Well, here’s a shocker: Mount Everest is melting and the culprit is climate change. (Note sarcasm)
New research suggests that the overall warming of the world due to greenhouse gases is melting the tallest mountain: Mount Everest. Presented during a conference co-sponsored by the American Geophysical Union (AGU) in Cancun, Mexico, the authors of the study reveal that glaciers on Mount Everest have decreased by 13 percent in the past 50 years.
The Huffington Post shares:
Thakuri’s team used satellite imagery and topographic maps to track the region’s glacial movements, and used hydro-meteorological data from the Nepal Climate Observatory and Nepal’s Department of Hydrology to examine temperature and precipitation changes. Their data shows that the temperature in the Everest region has increased by sightly more than 1 degree Fahrenheit, with a 3.9 decrease in precipitation during the pre-monsoon and winter months in the past two decades.
Discovery notes that even small increases in temperature can have large consequences on the mountain, where melting glaciers could lead to flooding, rock slides and avalanches that could damage the ecosystem.
Furthermore, loss of glaciers and snow would change the appearance of Mount Everest from a snow-covered landscape to a rocky mountain peak with patches of snow.
These changes could also have dire consequences for surrounding human populations, according to Thakuri.
“The Himalayan glaciers and ice caps are considered a water tower for Asia since they store and supply water downstream during the dry season,” Thakuri said in a statement, reports The Huffington Post. “Downstream populations are dependent on the melt water for agriculture, drinking and power production.”
Unfortunately, it’s not just Mount Everest. According to a new study, reported by BBC, the glaciers in the tropical Andes have shrunk by 30-50% since the 1970s. These glaciers are crucial, as they provide fresh water in South America for tens of millions of people.
The study, published in the academic journal The Cryosphere, blamed the melting glaciers on the temperature rise—specifically, the rise of 0.7C from 1950 to 1994. As a result, glaciers at lower altitudes (below 5,400 mm) have lost roughly 1.35 m in ice thickness annually after the late 1970s.
“Because the maximum thickness of these small, low-altitude glaciers rarely exceeds 40 metres, with such an annual loss they will probably completely disappear within the coming decades,” said lead author Antoine Rabatel, from the Laboratory for Glaciology and Environmental Geophysics in Grenoble, France, to BBC.
This news come just two months after we shared that the melting rates of glaciers in Antarctica are accelerating due to global warming, according to a new study by a Texas A&M University researcher. Alejandro Orsi, associate professor of oceanography, and his colleagues from the University of Gothenburg in Sweden, “examined the entry to one of three cross-shelf passages in the Amundsen Sea that allow warm oceanic water to reach beneath the ice shelves in front of the Thwaites and Pine Island Glaciers, which show the fastest thinning.” Their findings were far from ideal: They found a year-long persistent inflow of warm bottom water along this trough.

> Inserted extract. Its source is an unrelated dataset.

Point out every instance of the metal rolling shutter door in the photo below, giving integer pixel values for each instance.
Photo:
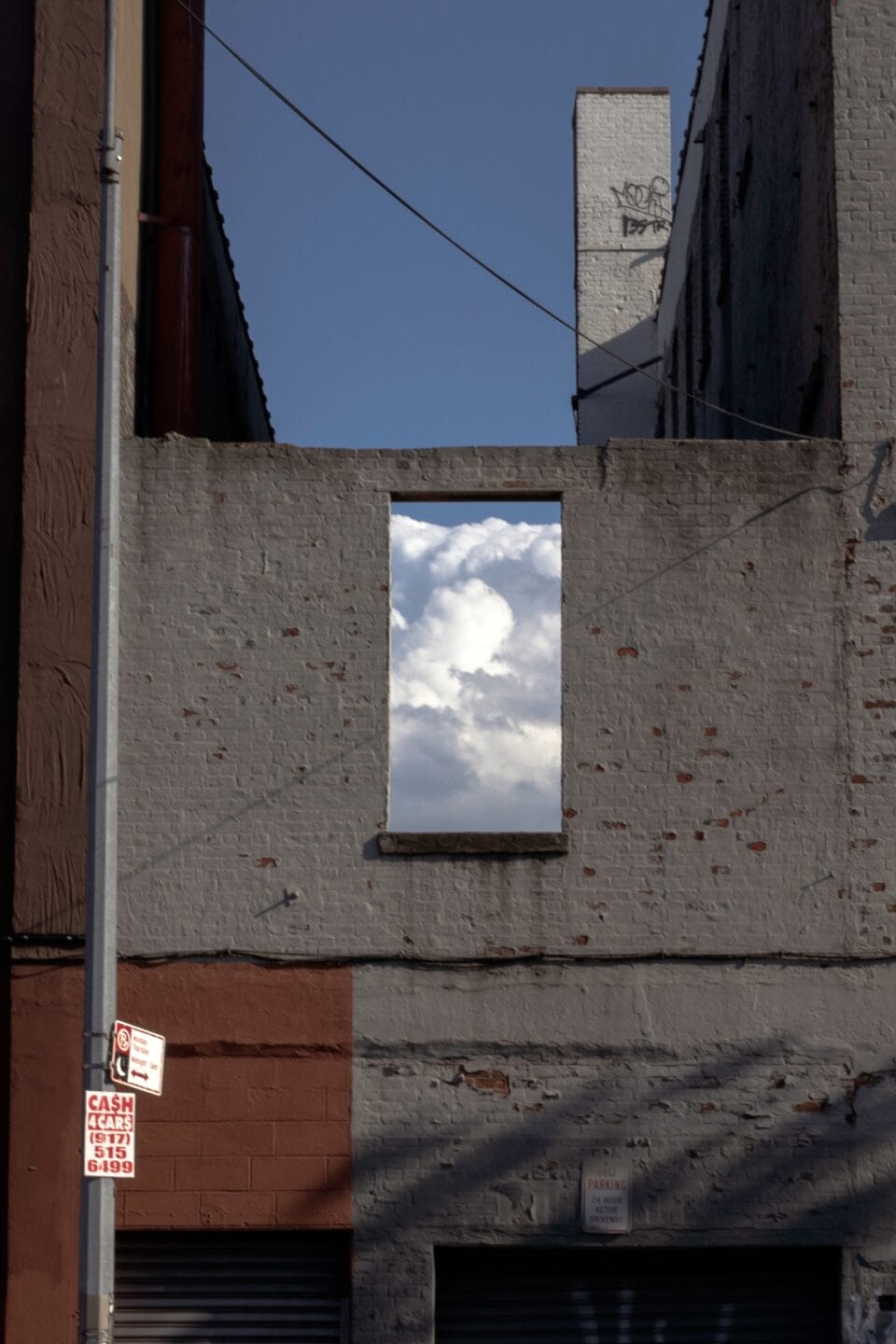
(637, 1297)
(231, 1288)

What’s more, Austrian scientists at the University of Innsbruck have also found that the single greatest cause of rising sea levels over the past century are melting glaciers. The scientists disclose that between 1902 and 2007, the total sea level rise was 20 centimeters (about 8 inches) and of that, glaciers melting contributed 11 centimeters (4.33 inches). They estimate that by the year 2100, melting glaciers could potentially raise sea levels by an additional 22 centimeters.
We need to start address climate change faster than we are already. Just look at all the bad storms we are having, and how disasterous they are becoming. We are starting to have the worse weather even in areas that it is uncommon. I just hopes its to late and the damage is done, or do we have a way to save ourselves.
I just think we need to try harder w/ climate control.
How is it there’s only one comment about this article? Many people are so ready to jump all over any “global warming” article with criticism and disbelief. This article is very well-written and explains what’s happening so well. Perhaps the ultimate strife from an event like this will be decades down the road but that doesn’t mean it’s not our problem today. Today we still have time to lessen the impact by reducing our CO2 output NOW. Here’s a few ideas that anyone can do. Let’s support the electric car industry by buying one or making a plan to buy one. Let’s stop whining about how scary and threatening nuclear power is and dump those nasty dirty coal-burning energy plants. Recycle everything you can! Plant some trees in your yard, or plant some for a neighbor. I know that I’ll be dust in the wind by the time the real impact is felt– but I think of my grand-kids and their children who WILL ask, “Mom, why didn’t they do something when there was still time?”